Wer kann eine Gegenmacht gegen kapitalistische Monopole aufbauen und bündeln, wer den Prozess koordinieren? Der Wachstumskritiker Bernd Sommer, der dies im Rahmen eines Forschungsprojekts untersucht hat, hebt zwar die »Leuchtturmfunktion« solcher Unternehmungen hervor, ist mit anderen aber auch darin einig, dass dies der Einbeziehung des Staates, der eben nicht nur als »kapitalistischer Staat« agiere, bedürfe. Das alles erinnert an die Diskussionen in den siebziger und achtziger Jahren im Westen, an Autonomiegebote und »Staatsknete«. Schade, dass die mittlere Generation mit diesem Erfahrungsschatz auf dem Podium nicht vertreten war.

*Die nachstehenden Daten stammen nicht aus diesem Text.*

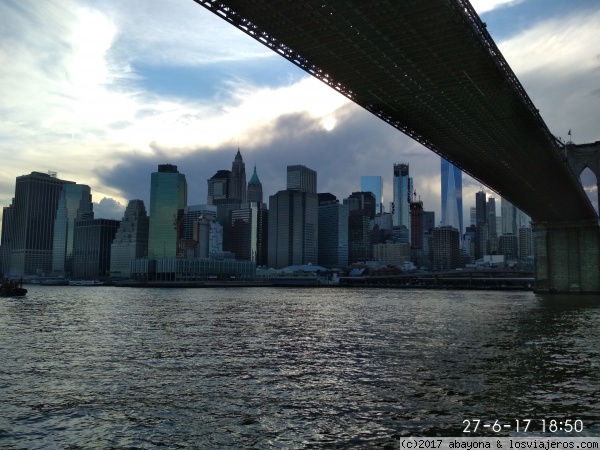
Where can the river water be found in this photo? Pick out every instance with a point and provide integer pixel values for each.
(262, 368)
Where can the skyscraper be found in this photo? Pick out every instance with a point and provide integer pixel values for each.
(374, 184)
(293, 220)
(333, 233)
(403, 188)
(416, 229)
(75, 203)
(218, 186)
(254, 192)
(131, 239)
(168, 198)
(452, 209)
(445, 248)
(91, 247)
(35, 205)
(237, 185)
(301, 178)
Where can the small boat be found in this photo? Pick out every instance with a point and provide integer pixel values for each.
(85, 283)
(10, 288)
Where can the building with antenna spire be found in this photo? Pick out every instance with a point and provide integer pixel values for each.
(254, 192)
(237, 183)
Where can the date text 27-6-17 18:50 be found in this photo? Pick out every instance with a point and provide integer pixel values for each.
(524, 425)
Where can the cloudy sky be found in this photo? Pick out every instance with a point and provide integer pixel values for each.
(102, 91)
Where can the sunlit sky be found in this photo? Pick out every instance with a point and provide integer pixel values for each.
(103, 91)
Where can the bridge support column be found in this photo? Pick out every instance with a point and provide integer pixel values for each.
(567, 257)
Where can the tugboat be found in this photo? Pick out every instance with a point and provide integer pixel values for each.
(10, 288)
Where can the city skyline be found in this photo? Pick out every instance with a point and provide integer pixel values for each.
(103, 110)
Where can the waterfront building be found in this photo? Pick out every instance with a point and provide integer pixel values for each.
(374, 184)
(192, 270)
(402, 189)
(168, 198)
(131, 239)
(416, 230)
(218, 186)
(525, 243)
(237, 184)
(35, 205)
(360, 247)
(452, 208)
(492, 243)
(362, 201)
(301, 178)
(92, 242)
(470, 241)
(74, 203)
(392, 253)
(472, 215)
(508, 245)
(480, 207)
(192, 214)
(445, 248)
(6, 238)
(333, 233)
(293, 228)
(428, 224)
(254, 192)
(247, 232)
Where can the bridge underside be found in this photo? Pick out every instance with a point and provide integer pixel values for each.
(431, 70)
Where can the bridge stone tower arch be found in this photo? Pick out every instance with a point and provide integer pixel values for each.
(585, 155)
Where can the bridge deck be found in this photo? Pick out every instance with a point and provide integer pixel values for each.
(431, 70)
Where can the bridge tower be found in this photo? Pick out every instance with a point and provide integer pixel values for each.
(582, 156)
(567, 255)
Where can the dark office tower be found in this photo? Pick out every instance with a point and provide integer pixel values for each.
(374, 184)
(193, 214)
(246, 232)
(237, 184)
(131, 239)
(445, 248)
(428, 224)
(360, 248)
(362, 201)
(91, 247)
(254, 192)
(333, 232)
(480, 207)
(301, 178)
(35, 206)
(5, 239)
(75, 203)
(492, 245)
(403, 189)
(416, 232)
(168, 198)
(508, 245)
(293, 228)
(218, 186)
(262, 251)
(452, 211)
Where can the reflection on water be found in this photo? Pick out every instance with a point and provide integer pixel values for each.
(288, 368)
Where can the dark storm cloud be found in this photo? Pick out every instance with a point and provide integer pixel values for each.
(359, 144)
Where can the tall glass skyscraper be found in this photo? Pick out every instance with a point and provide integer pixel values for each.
(131, 239)
(374, 184)
(403, 188)
(237, 184)
(74, 203)
(35, 205)
(301, 178)
(168, 198)
(452, 212)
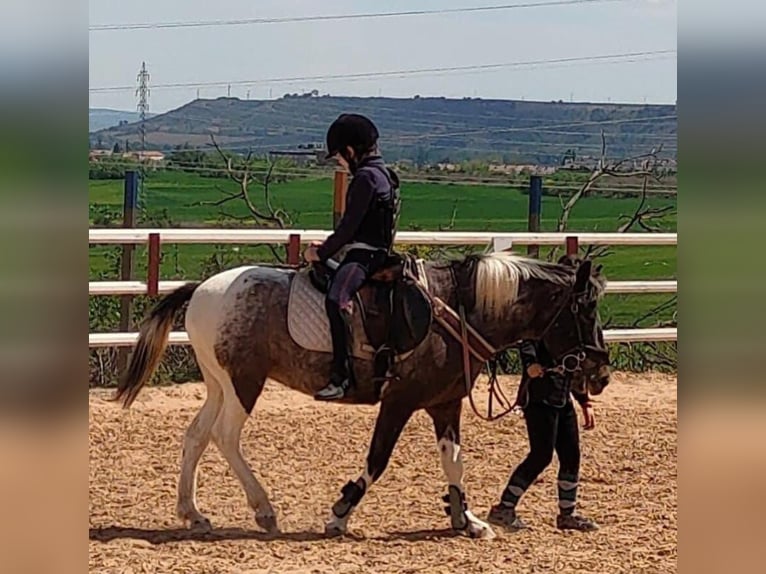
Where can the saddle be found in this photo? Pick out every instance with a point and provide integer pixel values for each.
(396, 314)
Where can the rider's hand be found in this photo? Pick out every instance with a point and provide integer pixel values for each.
(535, 370)
(310, 254)
(589, 422)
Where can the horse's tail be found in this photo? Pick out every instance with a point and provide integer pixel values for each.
(152, 340)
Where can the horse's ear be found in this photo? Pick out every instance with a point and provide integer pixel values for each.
(583, 276)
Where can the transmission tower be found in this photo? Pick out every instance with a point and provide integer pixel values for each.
(143, 101)
(143, 106)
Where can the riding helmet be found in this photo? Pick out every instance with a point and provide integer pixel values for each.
(353, 130)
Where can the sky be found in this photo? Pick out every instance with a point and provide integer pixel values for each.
(257, 57)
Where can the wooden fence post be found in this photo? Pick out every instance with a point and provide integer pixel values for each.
(294, 249)
(573, 245)
(339, 196)
(153, 265)
(130, 202)
(535, 210)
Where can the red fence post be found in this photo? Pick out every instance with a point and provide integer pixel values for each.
(340, 187)
(573, 245)
(294, 249)
(153, 268)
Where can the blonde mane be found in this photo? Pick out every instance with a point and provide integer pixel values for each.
(499, 275)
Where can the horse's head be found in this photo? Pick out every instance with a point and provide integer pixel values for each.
(575, 338)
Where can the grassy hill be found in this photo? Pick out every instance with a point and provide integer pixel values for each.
(103, 118)
(419, 129)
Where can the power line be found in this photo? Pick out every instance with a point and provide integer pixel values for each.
(330, 17)
(401, 73)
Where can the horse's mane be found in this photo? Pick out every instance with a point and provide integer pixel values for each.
(498, 275)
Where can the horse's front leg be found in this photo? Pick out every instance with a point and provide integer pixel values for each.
(393, 416)
(446, 419)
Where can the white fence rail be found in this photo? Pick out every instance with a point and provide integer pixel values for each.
(279, 236)
(142, 287)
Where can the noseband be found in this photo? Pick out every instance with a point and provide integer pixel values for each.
(571, 361)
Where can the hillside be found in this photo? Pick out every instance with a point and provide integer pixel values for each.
(102, 118)
(419, 129)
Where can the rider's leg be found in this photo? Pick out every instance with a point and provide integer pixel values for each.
(348, 278)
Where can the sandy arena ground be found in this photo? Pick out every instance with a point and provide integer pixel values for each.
(304, 452)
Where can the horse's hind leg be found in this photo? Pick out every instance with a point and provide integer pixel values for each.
(446, 419)
(227, 430)
(393, 416)
(196, 440)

»Wir behaupten nicht, etwas ganz Neues zu wollen«, erklärt Gebauer. Ihnen gehe es darum, zu lernen, warum die vielen guten Ideen nicht funktioniert hätten. Das »gute Leben«, dieses aus der philosophischen Ethik abgeleitete Prinzip, sind die Aktivist*innen überzeugt, sei für die Postwachstumsgesellschaft ohnehin erst fruchtbar zu machen, wenn die Grundbedürfnisse erfüllt sind. Insofern ist Degrowth kein Modell für arme, sich entwickelnde Gesellschaften. Gerade die Mangelwirtschaft in der DDR, gibt Gerrit von Jorck zu bedenken, habe zu Überkonsum geführt. Wenn etwas da war, habe man sich versorgt, egal, ob man es brauchte. Auch die Unternehmen. »Wir brauchen dagegen ein neues Wohlstandsnarrativ, wir müssen uns einigen über das Genug.« Diese Frage habe man sich in der DDR nicht gestellt und Raum für Pionierlösungen, wie etwa die Projektebewegung im Westen, gab es dort ebenfalls nicht. Da schwang einige Skepsis mit, die nicht nur mit den Sprachregelungen zu tun hatte. Dennoch will man den Austausch fortsetzen. Bleibt die Frage, ob all die Erzählungen nicht irgendwann analytisch grundiert werden müssten.